## Sotheby’s Taps the Mnuchin Collection for a High-Profile Sale, Led by a Transitional Rothko and a Major de Kooning
Sotheby’s is turning to the Mnuchin collection for fresh auction firepower, assembling a group of works that includes a Mark Rothko painting from a crucial turning point in the artist’s development and a monumental black-and-white canvas by Willem de Kooning that has remained in the same hands for more than 20 years.
The Rothko dates to the period when the American painter Mark Rothko (1903–1970) began moving away from the atmospheric “multiform” compositions he made in the late 1940s and toward the stacked rectangular color fields that would soon define his most recognizable work. For collectors, that transitional moment has long carried a particular charge: it is where Rothko’s language tightens, and the emotional temperature of the paintings begins to concentrate into the format that would become synonymous with his name.
Alongside the Rothko, Sotheby’s will offer works by artists that Mnuchin championed over the course of his collecting career, including Dutch American painter Willem de Kooning (1904–1997).
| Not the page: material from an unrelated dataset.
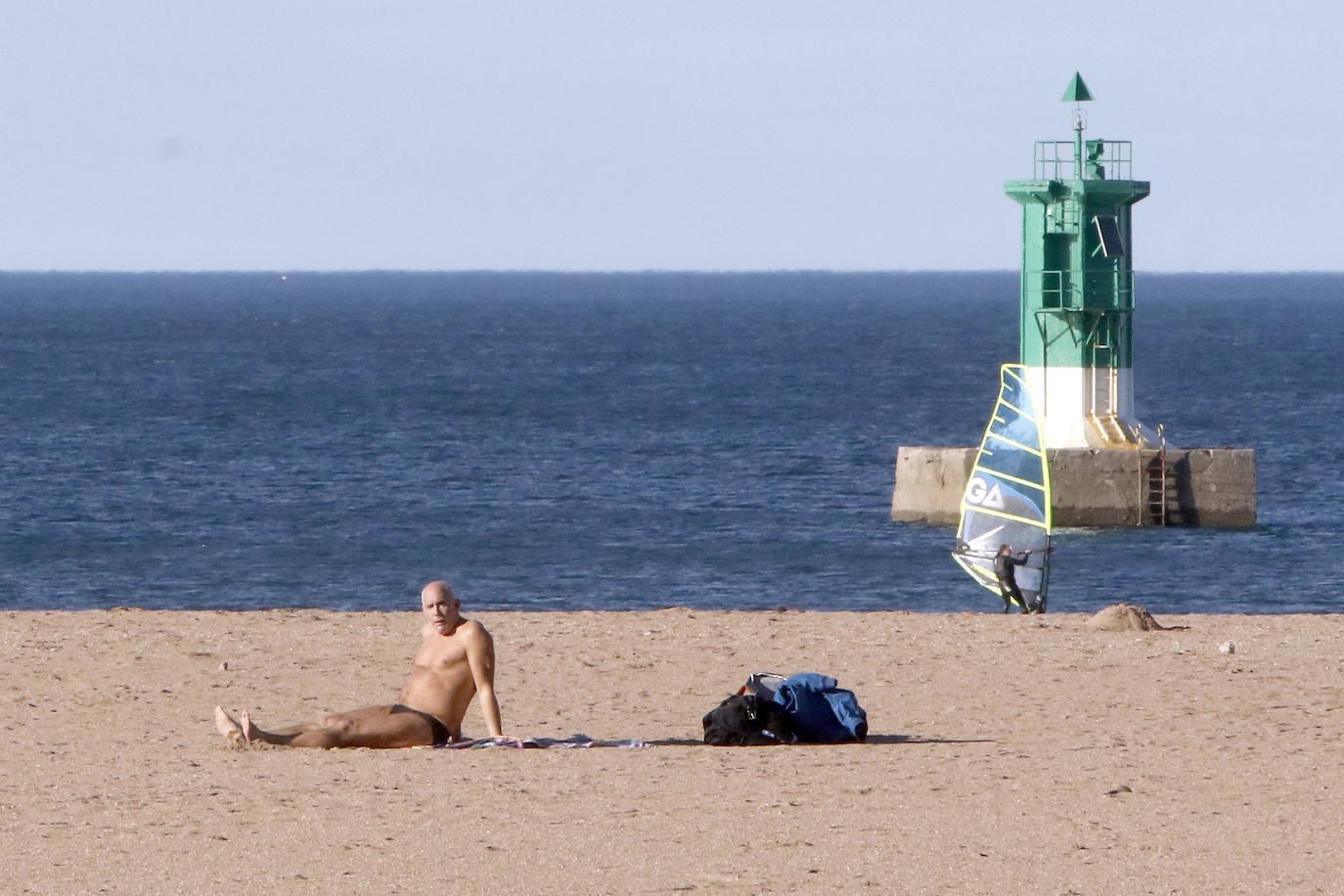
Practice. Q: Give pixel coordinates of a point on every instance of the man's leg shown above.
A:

One highlight is described as a monumental black-and-white canvas made at the height of de Kooning’s career. Held in the Mnuchin collection for more than two decades, the work is expected to rank among the most significant de Kooning examples to reach the auction block in years.
The consignment arrives at a strategically important moment for Sotheby’s. The house is seeking to sustain the momentum it built late last year, when it drew international attention with the sale of Austrian artist Gustav Klimt’s (1862–1918) “Portrait of Elisabeth Lederer” (1914–16) for $236.4 million in November.
In today’s market, where top-tier material can be scarce and competition for blue-chip consignments is intense, collections with a clear point of view can function as a kind of guarantee: not only of quality, but of narrative. The Mnuchin group offers both, pairing a Rothko at the edge of reinvention with a de Kooning positioned as a rare, museum-caliber presence in a sale season shaped by headline results.
With Sotheby’s still basking in the afterglow of its Klimt triumph, the Mnuchin works signal a familiar auction-house strategy: keep the spotlight trained on objects that can carry art-historical weight while also meeting the market’s appetite for scarcity, provenance, and scale.